The islands' governor has asked the UK for help, amid reports of widespread devastation, with fatalities reported.
One resident said the hurricane, which hit on Wednesday, was "terrifying" and had left "total devastation".
The UK has almost tripled the relief fund for British overseas territories to £32m amid criticism of its response.
Irma passed over the British overseas territories of Anguilla, Montserrat and the British Virgin Islands (BVI) on Wednesday night - and went on to batter the UK islands of Turks and Caicos further north on Thursday evening.
The BVI is a collection of 40 islands and islets with a population of more than 30,000 - Tortola is one of the largest, home to more than three quarters of the population.
Briton Emily Killhoury lives on Tortola with her husband Michael and their two children, aged nine and 10. She told the BBC her family bunkered down in a closet when the storm hit.
"Our downstairs doors suddenly blew out, which was terrifying. We just stayed hiding," she said.
"We eventually emerged at about 7pm to see total devastation. Everybody is shocked, but trying to be practical."
Sir Richard Branson, who refused to leave his private retreat of Necker Island in the British Virgin Islands (BVI), said his island and the whole area has been "completely and utterly devastated".

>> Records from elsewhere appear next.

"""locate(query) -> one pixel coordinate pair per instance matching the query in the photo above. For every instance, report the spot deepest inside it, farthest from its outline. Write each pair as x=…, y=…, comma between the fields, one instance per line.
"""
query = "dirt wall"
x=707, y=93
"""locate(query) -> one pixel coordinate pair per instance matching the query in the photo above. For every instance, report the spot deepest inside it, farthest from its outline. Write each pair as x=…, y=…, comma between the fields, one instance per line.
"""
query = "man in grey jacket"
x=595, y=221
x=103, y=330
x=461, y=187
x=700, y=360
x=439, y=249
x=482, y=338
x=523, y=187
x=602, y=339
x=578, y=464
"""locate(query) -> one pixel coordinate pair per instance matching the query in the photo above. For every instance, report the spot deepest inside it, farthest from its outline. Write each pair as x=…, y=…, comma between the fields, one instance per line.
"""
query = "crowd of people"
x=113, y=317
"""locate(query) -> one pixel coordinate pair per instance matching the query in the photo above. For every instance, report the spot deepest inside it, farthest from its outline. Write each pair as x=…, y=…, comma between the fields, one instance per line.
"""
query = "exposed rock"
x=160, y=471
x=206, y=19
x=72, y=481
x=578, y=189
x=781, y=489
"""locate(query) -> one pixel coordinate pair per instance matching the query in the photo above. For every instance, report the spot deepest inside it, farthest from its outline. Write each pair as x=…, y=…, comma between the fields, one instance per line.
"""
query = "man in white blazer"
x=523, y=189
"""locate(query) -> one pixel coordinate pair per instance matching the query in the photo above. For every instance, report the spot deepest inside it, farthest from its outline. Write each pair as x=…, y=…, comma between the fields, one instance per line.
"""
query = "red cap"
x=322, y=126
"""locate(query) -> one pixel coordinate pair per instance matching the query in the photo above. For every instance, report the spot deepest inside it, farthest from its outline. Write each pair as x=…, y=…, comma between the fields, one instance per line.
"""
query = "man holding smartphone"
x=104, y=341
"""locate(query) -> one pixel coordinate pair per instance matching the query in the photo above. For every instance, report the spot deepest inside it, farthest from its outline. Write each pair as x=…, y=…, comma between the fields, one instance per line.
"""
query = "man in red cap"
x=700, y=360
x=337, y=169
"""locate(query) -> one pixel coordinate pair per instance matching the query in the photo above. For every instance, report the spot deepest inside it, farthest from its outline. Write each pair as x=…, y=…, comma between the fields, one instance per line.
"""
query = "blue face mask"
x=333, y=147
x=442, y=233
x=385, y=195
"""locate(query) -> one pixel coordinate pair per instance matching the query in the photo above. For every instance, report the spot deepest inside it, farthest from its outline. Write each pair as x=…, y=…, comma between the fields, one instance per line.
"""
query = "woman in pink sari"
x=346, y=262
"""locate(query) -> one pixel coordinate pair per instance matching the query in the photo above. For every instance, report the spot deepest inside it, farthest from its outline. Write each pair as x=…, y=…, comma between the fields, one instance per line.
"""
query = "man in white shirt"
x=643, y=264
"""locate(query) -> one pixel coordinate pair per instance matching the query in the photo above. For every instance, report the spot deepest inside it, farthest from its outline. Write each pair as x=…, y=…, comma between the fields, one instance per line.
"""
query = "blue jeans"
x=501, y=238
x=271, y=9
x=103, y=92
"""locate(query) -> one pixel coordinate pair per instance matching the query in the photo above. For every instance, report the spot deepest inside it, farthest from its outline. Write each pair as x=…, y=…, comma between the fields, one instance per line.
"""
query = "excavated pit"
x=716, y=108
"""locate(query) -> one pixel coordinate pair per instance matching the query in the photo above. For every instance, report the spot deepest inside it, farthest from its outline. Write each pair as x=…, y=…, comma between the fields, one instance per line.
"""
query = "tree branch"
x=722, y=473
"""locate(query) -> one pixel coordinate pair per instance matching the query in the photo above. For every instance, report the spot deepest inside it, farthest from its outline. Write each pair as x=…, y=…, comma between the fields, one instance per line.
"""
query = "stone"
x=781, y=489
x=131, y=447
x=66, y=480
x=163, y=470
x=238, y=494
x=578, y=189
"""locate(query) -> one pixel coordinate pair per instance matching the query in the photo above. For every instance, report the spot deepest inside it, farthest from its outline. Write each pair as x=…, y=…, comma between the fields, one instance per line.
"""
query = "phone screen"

In a blog, Sir Richard said his team were safe and well after taking shelter in his concrete wine cellar, but he added: "I've never seen anything like this hurricane".

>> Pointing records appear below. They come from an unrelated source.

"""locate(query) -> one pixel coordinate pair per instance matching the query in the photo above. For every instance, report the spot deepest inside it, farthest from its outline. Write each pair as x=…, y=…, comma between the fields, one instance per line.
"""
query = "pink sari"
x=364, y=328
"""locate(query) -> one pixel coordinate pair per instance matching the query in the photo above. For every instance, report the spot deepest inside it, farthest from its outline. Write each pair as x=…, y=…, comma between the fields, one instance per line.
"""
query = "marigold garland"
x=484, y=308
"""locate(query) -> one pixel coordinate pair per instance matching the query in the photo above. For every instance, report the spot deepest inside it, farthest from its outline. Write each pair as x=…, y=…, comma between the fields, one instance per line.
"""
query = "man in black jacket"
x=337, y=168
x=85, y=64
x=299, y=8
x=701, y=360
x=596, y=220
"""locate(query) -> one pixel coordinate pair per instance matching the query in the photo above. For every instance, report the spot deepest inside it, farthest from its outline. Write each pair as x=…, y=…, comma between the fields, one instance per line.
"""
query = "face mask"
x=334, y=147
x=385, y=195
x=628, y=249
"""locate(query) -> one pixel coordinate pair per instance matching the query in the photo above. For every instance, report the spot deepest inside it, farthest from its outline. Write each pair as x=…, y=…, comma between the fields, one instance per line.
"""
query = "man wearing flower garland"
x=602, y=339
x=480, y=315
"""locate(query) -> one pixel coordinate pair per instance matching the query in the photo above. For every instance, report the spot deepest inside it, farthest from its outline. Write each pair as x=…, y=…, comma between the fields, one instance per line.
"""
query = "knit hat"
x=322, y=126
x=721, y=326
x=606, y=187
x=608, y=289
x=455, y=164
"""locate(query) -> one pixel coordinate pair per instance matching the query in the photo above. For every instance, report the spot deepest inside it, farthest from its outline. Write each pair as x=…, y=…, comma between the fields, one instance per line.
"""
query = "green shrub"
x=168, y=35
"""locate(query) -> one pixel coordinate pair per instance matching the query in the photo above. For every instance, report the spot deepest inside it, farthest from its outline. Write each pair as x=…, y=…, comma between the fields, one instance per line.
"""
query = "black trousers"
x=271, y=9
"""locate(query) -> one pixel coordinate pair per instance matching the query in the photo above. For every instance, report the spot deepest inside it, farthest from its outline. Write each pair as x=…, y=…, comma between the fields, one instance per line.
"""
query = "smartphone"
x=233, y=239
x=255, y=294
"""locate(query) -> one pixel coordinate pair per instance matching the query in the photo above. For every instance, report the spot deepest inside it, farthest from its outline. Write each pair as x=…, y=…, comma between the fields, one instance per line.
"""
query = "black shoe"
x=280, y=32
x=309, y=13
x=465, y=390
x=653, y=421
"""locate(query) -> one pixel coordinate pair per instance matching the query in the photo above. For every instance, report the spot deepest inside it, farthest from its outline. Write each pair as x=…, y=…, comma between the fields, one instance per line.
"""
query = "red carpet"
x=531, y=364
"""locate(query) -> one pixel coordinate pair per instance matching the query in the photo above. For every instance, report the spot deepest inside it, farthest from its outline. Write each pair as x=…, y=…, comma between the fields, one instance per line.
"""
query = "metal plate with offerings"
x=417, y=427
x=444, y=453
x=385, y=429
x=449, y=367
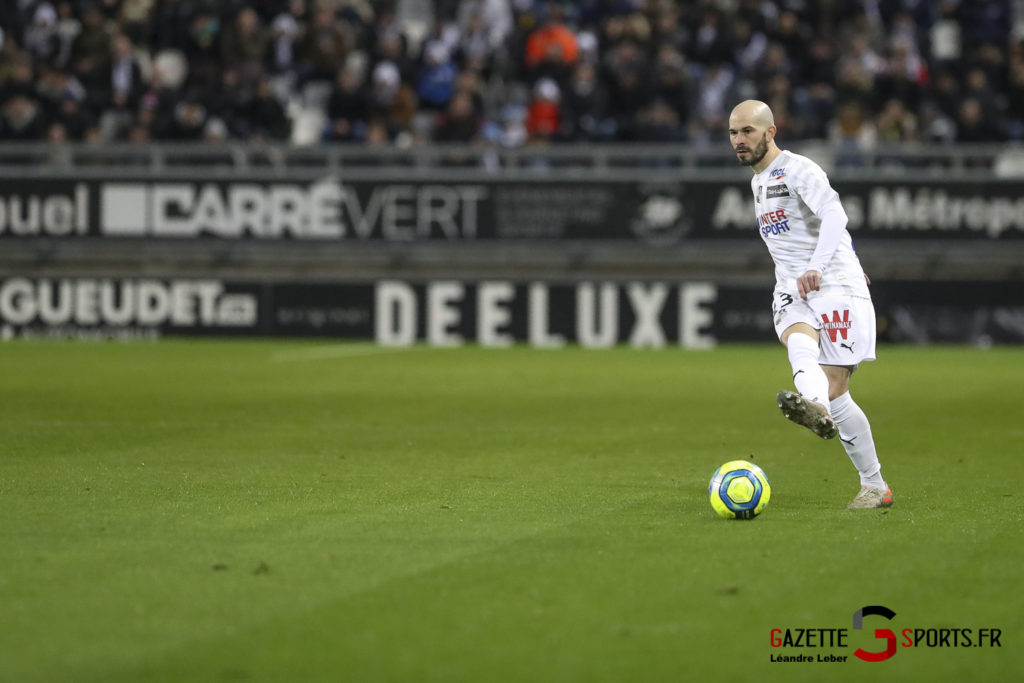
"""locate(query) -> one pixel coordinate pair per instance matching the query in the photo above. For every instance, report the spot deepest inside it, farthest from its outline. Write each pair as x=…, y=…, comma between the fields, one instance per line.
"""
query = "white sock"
x=807, y=374
x=855, y=433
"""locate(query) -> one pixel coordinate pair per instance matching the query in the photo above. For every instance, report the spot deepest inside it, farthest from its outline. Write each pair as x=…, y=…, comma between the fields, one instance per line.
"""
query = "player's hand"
x=809, y=282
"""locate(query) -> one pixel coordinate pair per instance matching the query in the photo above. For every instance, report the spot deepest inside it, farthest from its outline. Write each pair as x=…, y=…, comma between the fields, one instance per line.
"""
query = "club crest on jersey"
x=837, y=327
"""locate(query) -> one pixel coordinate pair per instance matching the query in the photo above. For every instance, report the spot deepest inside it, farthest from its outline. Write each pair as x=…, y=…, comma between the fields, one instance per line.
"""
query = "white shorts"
x=845, y=325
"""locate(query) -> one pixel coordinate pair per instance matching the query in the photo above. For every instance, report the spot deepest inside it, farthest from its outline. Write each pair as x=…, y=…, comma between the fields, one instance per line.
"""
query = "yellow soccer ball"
x=739, y=489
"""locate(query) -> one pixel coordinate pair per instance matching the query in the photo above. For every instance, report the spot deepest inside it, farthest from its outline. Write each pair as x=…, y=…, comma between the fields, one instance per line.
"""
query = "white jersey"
x=788, y=196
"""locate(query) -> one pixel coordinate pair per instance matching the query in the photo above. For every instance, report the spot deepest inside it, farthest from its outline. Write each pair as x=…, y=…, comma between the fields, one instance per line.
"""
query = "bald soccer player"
x=821, y=306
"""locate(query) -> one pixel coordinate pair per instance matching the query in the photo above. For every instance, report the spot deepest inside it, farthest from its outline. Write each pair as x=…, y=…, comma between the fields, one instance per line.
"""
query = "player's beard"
x=757, y=154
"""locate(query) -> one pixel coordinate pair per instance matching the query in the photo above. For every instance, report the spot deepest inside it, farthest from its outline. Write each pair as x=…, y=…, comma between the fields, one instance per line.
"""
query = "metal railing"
x=593, y=161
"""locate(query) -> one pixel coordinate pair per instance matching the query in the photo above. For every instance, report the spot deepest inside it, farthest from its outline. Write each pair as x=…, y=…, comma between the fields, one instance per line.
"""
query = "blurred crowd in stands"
x=858, y=73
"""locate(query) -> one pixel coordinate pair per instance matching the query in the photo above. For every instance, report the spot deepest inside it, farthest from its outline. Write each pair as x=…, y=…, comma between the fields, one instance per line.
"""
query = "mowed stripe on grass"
x=202, y=510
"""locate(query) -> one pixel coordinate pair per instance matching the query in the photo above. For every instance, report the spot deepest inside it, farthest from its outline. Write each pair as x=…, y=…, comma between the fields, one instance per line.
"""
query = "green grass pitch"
x=289, y=511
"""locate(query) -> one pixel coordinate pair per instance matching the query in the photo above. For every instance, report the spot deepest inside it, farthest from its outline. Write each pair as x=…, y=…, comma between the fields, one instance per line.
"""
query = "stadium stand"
x=855, y=73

"We are still assessing the damage, but whole houses and trees have disappeared.
"Outside of the bunker, bathroom and bedroom doors and windows have flown 40 feet away.
"I'm speaking these words from a satellite phone that is just about working, but all other communications are down."
British overseas territories are self-governing but rely on the UK for protection from natural disasters.
Former UN head of humanitarian relief Baroness Amos said on Thursday that it was felt the UK "did not respond" quickly enough to the disaster.
But Prime Minister Theresa May insisted that the government had responded "swiftly".
What has happened in British territories?
- Anguilla British Overseas Territory hit by the full blast of the hurricane on Wednesday. At least one death reported.
- British Virgin Islands Reports of casualties and fatalities and extensive damage. Expected to require extensive humanitarian assistance. In a message the people of the BVI, governor Gus Jaspert said: "I come to you with a heavy heart after experiencing and observing the extent of devastation caused by Hurricane Irma." Communications are difficult.
- Montserrat British overseas territory "swiped" by Irma but suffered less serious damage.
- Turks and Caicos Low-lying British Overseas Territory battered by the hurricane on Thursday night, with roofs ripped off, streets flooded, utility poles snapped and a widespread black-out on the main island of Grand Turk.
What is the UK doing?
Humanitarian workers with 200 shelter kits and the Royal Navy ship, RFA Mounts Bay, were sent to the area before the hurricane struck.
The military vessel arrived in Anguilla on Thursday, with personnel there clearing roads and helping to restore power.
HMS Ocean is also being sent from the Mediterranean but is not expected to arrive for another two weeks.
The first British military flight to join the relief effort will leave RAF Brize Norton later, carrying around 200 troops - including engineers, marines and medics, as well as rations and water. Other transport aircraft are expected to follow with helicopters on board.
At the scene: 'Foolish to rush in'
By BBC South of England correspondent Duncan Kennedy, RAF Brize Norton
Loading aid is a complicated operation and the first of the RAF flights to leave Brize Norton will take off this lunchtime.
It will have around 200 Royal Marines onboard, together with water supplies and shelter equipment.
The RAF base commander here has denied the British have been slow to get going. He says it would be foolish to rush into the region before knowing exactly what is needed.
There will be more flights from Brize later, with a total of around 300 military personnel heading to the Caribbean.
What is the advice for travellers?
Holiday firms are monitoring the situation and some have cancelled flights or offered to amend bookings for those due to travel to affected areas in the coming days.
The cruise company Carnival has cancelled four cruises bound for the Caribbean that were due to depart over the next few days - and warned that others may be cut short.
The Foreign Office urges people planning to go to the areas to follow the advice from the local authorities, including any evacuation orders, and check its official travel guidance before travelling.
It has set up a hotline for people affected by the disaster and for people whose loved ones may be affected on 020 7008 0000.